Garantia de Qualidade
Diante do cenário de desafios enfrentados pela apicultura no Brasil, o consumidor também precisa estar atento à qualidade dos produtos que chegam ao mercado. A médica-veterinária Maria Dulce Kortz Springer faz um alerta importante. “Sabemos que há muitas fraudes envolvendo produtos de abelha, especialmente o mel. Por se tratar de um produto de origem animal, tanto o estabelecimento responsável pelo processamento quanto o próprio produto devem, obrigatoriamente, possuir registro sanitário, o que garante segurança, rastreabilidade e qualidade”, afirma. Além disso, é fundamental a atuação de um médico-veterinário como responsável técnico na indústria.
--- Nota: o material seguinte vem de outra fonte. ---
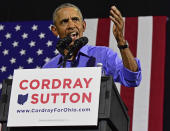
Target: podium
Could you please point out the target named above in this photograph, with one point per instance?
(112, 115)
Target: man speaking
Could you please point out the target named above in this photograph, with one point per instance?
(69, 26)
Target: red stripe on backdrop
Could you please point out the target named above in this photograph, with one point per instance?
(103, 32)
(157, 74)
(131, 35)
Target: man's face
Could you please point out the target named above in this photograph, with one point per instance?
(69, 22)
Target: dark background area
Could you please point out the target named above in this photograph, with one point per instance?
(27, 10)
(12, 10)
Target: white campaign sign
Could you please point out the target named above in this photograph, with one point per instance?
(55, 97)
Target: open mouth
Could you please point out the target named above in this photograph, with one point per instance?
(73, 35)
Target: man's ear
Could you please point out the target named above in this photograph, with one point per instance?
(84, 25)
(54, 30)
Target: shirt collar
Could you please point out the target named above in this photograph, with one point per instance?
(84, 50)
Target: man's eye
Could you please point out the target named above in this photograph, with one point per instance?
(75, 19)
(64, 21)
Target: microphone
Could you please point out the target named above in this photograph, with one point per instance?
(63, 44)
(78, 44)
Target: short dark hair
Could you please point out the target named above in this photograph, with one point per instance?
(65, 5)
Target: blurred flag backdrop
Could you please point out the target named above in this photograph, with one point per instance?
(26, 45)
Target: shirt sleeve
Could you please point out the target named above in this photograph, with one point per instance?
(114, 66)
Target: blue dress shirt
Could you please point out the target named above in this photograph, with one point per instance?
(89, 56)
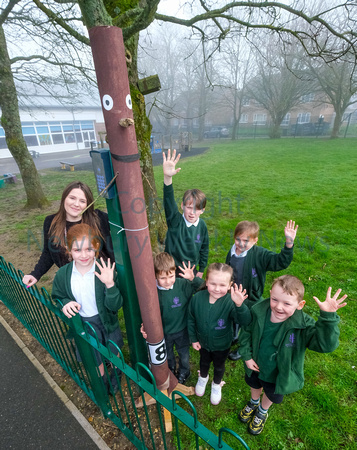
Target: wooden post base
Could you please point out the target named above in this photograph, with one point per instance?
(186, 390)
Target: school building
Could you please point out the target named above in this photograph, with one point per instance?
(58, 123)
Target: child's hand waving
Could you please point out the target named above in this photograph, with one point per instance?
(331, 304)
(169, 165)
(238, 294)
(290, 233)
(106, 274)
(187, 271)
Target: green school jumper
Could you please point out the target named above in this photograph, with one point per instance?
(109, 301)
(212, 324)
(184, 243)
(294, 336)
(174, 304)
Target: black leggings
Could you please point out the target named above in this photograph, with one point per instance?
(218, 358)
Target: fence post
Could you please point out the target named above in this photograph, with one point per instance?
(90, 364)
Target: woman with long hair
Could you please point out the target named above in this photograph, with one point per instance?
(75, 199)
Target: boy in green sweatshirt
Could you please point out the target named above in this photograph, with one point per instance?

O apicultor Hebert Monteiro também orienta os consumidores a verificarem selos de inspeção e qualidade nos rótulos dos produtos.“O principal indicativo de segurança é a presença de um selo de inspeção, que pode ser municipal (SIM), estadual (SIE) ou federal (SIF/SISBI-POA), conforme o tipo de entreposto e a abrangência da comercialização. Esses selos comprovam que o produto foi processado em um estabelecimento registrado, sob inspeção veterinária e em conformidade com as Boas Práticas de Fabricação (BPF), controle higiênico-sanitário e rastreabilidade dos lotes.”
Preservação
Diante das ameaças enfrentadas pelas abelhas — especialmente as espécies nativas, mais vulneráveis à degradação ambiental e à introdução de espécies exóticas —, surgem iniciativas voltadas à preservação da diversidade genética desses polinizadores. Um exemplo é o projeto de conservação da Embrapa, como explica o pesquisador Ricardo Camargo, da equipe de agroecologia da instituição.
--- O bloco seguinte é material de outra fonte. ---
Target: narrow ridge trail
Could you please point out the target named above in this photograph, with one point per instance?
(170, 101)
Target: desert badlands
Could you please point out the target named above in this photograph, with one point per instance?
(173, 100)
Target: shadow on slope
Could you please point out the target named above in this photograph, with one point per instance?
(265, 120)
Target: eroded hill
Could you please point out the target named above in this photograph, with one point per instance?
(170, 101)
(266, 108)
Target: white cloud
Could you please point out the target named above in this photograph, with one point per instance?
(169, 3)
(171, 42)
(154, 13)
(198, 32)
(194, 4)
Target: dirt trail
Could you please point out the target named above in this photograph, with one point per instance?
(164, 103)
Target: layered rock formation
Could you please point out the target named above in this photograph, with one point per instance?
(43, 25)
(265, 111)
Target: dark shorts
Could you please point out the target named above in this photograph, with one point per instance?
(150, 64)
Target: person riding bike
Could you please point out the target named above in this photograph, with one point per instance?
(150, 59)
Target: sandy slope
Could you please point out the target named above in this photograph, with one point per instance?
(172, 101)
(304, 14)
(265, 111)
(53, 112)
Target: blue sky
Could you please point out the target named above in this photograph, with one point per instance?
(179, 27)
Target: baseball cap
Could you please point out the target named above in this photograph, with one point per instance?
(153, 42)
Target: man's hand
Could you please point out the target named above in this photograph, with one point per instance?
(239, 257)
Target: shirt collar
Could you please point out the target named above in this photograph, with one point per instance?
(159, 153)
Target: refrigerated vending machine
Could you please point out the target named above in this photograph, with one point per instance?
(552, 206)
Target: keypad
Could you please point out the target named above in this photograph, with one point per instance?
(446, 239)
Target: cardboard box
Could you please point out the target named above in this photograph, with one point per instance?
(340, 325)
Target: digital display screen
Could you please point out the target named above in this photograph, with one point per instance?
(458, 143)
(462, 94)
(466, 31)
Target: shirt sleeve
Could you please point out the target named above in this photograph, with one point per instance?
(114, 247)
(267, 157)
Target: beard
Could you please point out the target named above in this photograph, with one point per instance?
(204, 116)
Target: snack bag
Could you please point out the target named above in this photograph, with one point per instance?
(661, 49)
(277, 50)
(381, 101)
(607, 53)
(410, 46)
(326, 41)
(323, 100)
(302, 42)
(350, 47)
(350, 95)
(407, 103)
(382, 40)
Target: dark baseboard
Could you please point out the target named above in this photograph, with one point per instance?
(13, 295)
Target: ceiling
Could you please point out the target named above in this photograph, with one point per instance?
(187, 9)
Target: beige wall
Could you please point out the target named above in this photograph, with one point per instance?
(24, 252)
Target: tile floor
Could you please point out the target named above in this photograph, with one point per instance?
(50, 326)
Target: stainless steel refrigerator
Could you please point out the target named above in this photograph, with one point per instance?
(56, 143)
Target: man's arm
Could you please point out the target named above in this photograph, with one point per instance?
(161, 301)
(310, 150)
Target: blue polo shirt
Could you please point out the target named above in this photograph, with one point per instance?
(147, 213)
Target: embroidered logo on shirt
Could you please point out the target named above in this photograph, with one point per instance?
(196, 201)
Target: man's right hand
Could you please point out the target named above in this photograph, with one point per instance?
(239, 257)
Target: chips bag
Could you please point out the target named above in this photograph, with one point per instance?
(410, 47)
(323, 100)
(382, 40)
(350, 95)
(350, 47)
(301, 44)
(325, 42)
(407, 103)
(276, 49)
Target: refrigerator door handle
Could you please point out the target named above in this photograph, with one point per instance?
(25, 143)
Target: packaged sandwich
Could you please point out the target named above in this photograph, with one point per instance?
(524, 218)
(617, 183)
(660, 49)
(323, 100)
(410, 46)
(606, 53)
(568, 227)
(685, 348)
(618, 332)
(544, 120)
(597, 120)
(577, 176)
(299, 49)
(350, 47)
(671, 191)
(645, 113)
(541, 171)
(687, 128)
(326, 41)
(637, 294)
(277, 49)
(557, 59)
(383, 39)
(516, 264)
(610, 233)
“Nós, da Embrapa, desenvolvemos um projeto nacional voltado à conservação genética de diversas espécies animais. Algumas unidades da Embrapa são responsáveis por manter coleções biológicas com foco nas espécies de ocorrência local. No caso da região Sudeste, essa responsabilidade é da Embrapa Meio Ambiente, que mantém uma coleção com 12 espécies de abelhas, consideradas patrimônio genético. Esse material também é duplicado e armazenado na coleção nacional mantida em Brasília, garantindo sua preservação e disponibilidade para pesquisas futuras.”
Um pouco de história
O Dia Mundial das Abelhas é celebrado todos os anos em 20 de maio. A data foi criada pela Organização das Nações Unidas (ONU) com o objetivo de conscientizar a sociedade sobre a importância das abelhas e de outros polinizadores para o equilíbrio ambiental e a segurança alimentar.
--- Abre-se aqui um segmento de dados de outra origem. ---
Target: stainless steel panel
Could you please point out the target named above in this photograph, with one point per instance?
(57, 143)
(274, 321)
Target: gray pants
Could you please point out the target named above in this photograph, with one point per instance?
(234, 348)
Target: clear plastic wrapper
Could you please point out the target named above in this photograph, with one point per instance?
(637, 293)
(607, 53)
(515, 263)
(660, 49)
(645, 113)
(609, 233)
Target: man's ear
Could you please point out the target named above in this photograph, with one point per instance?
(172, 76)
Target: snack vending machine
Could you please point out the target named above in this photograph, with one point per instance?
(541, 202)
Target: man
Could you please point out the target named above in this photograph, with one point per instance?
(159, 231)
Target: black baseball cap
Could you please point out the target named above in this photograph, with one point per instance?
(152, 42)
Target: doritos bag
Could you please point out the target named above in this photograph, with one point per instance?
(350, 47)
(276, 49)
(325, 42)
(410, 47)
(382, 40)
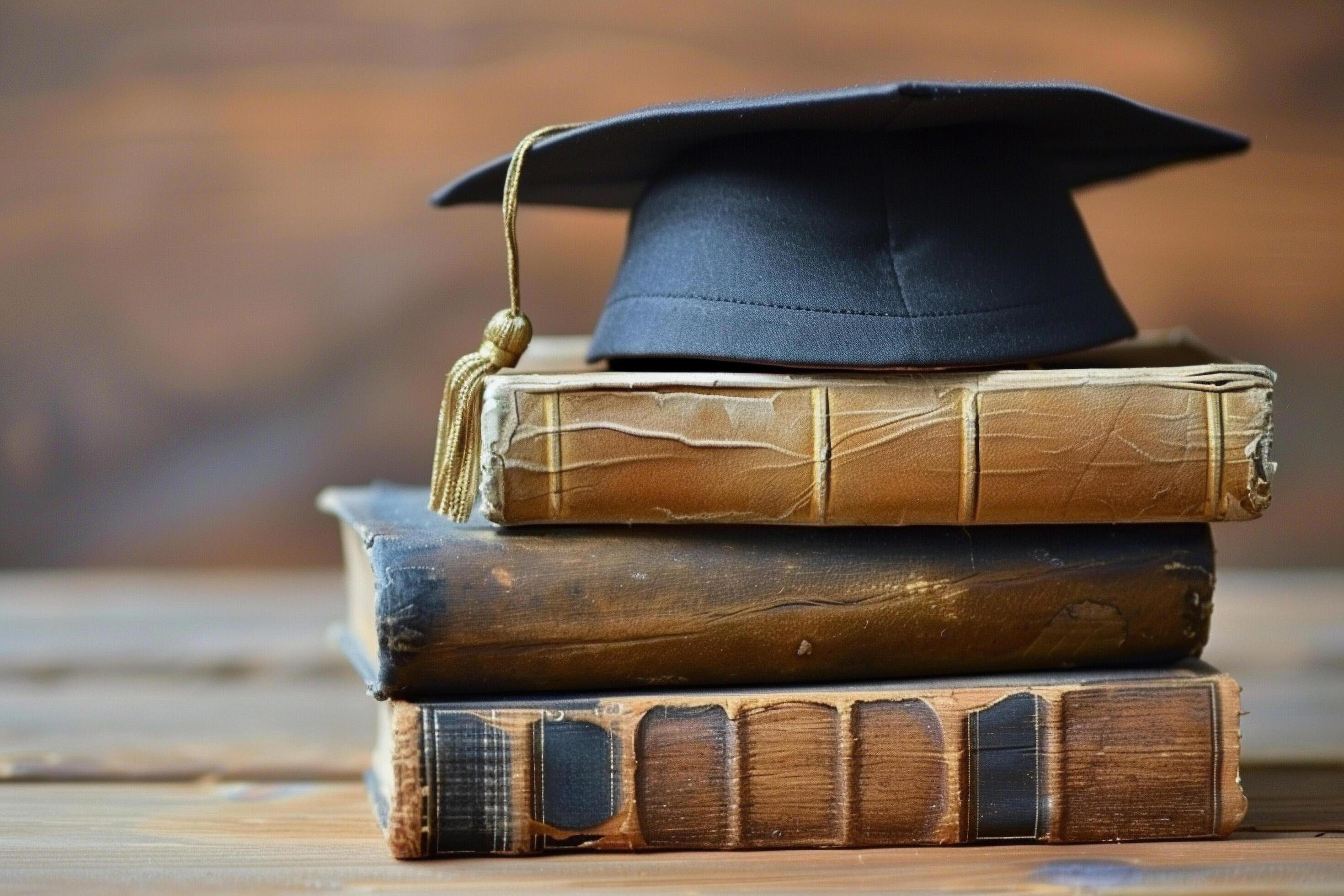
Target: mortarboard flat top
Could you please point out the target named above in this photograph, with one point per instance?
(909, 225)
A iniciativa também busca alertar para o preocupante declínio das populações de abelhas em todo o mundo — uma queda impulsionada por fatores como o uso indiscriminado de pesticidas, as mudanças climáticas, a perda de habitat e a expansão das monoculturas, que reduzem a diversidade de flores disponíveis para alimentação desses insetos.